Tomorrow marks three years since Terra and I have been together. I can’t believe I’ve known her for so long. I look back at photos and videos from our first meeting and realize I used to see her differently. She seemed funny, small, and fragile to me, and now I notice how defined her muscles are, how uncompromisingly she demands to be petted, and how she explores areas with a hunter’s instinct.
I’m sorry I didn’t see Terra for who she really was earlier and started truly accepting her after three years, but to be fair, I haven’t accepted myself after twenty-five. When we fought in my childhood, my mother would beg the Lord to send me a daughter just as difficult as I was — Terra loves freedom just as much as I do. Maybe if my mother had seen something more in me than just her daughter, I wouldn’t spend hours staring at the ceiling. Maybe if I had seen Terra not as my dog, but as just a little black dog, I would have stopped blaming her for my own mistakes.
You see, there are three key points for having a good relationship with your dog, the dog trainer explained. The first is attraction, meaning that your dog likes you. In general, she already does: you two have shared interests…

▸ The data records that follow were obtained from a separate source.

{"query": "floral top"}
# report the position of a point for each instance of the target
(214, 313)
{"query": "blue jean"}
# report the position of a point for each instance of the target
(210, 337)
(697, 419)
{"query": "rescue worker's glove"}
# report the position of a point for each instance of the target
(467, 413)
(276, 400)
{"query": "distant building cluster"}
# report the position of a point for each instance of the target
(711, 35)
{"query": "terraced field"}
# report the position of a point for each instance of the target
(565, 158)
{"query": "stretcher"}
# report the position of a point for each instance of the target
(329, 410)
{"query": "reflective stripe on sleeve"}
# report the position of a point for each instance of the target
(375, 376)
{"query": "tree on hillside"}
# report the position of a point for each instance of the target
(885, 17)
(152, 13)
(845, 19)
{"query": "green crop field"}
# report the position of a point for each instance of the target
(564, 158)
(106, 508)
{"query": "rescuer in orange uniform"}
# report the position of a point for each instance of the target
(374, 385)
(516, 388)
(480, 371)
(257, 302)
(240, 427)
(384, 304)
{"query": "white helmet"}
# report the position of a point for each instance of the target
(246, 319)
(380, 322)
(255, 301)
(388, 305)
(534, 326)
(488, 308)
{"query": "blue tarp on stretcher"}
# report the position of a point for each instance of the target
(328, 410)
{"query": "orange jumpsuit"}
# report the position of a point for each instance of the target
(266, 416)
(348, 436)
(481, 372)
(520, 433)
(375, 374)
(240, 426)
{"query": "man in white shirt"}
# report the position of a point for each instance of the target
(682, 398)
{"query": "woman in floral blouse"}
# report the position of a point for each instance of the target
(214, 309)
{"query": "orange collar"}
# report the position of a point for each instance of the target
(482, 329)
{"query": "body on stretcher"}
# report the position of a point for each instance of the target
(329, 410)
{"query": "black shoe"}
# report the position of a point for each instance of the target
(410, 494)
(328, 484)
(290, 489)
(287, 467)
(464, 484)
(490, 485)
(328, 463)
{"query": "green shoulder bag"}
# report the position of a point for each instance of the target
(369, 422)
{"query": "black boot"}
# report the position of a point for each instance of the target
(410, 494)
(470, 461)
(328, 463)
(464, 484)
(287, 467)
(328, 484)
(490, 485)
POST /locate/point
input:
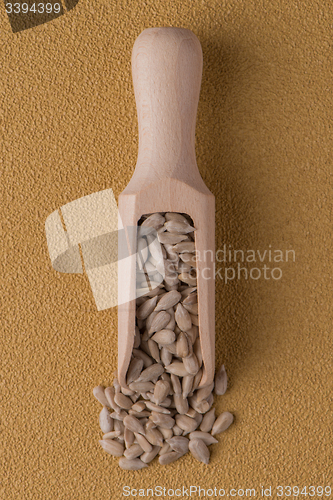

Terra is looking at me with loving eyes. People usually say a loyal gaze, but I think it’s a loving one, one straight to the heart — I see the whole planet Earth in her eyes.
But there’s also the third point — authority. That’s how much she trusts your decisions, finding them reasonable from the dog’s perspective.
I’m sorry, my dear dog, that trusting my decisions is a bad idea. I guess this is something to work on, probably work on for a lifetime, I should learn to trust my own decisions first — then everything will fall into place. The little monster crawls out from under the blanket and comes to kiss me, and I can no longer see what I’m writing. I try to push her away, but it doesn’t last long — she keeps licking my hands and lifting them with her nose, demanding to pet her. Come on, dog, let’s go for a walk. My little black dog.